The fine structure can be analyzed accurately. Further, according to the present invention, the device can be configured relatively easily and at a low cost simply by adding an electric circuit for superimposing a pulsed modulation current to the conventional electron microscope.

[Brief description of drawings]

FIG. 1 is an explanatory diagram for explaining how to reduce the amplitude by adding transfer functions having different defocus amounts, FIG. 2 is a pulse waveform diagram which gives a slight fluctuation to the objective lens exciting current, and FIG. 3 is FIG. 4 is a diagram showing a transfer function of an objective lens.

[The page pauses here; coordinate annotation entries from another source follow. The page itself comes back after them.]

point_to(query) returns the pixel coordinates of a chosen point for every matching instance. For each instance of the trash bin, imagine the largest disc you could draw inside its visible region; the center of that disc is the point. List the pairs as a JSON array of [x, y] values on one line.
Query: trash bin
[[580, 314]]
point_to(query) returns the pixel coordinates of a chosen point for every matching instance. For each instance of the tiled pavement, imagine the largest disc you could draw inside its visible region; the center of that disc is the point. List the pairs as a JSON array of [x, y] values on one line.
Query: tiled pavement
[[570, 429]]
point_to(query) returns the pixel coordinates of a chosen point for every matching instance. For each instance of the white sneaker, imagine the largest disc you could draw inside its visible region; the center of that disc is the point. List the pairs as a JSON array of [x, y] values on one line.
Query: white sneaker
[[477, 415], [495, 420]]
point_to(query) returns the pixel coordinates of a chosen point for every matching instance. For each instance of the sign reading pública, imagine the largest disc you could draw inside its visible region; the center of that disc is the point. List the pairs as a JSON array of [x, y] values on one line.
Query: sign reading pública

 ─────────────────────────────────────────────────── ─── Continuation of the front page (56) References JP-A-54-139458 (JP, A) Adachi, Ishihara, Ono, Tanabe, Shimoto Co-authored "Basics of Using Electron Microscope" Kyoritsu Publishing (Sho 51-8-1) ), P. 347-352

Claims (1)

[Claims] 1. When observing a transmission electron microscope image of a sample by using a transmission electron microscope using a magnetic field type objective lens, a pulse having a portion where the defocus amount linearly changes in the exciting current of the lens. A method for observing a high-resolution non-interferometric image, which comprises superimposing a modulation current so as to give a change in the amount of defocus, and reducing the phase contrast in the obtained transmission electron microscope image.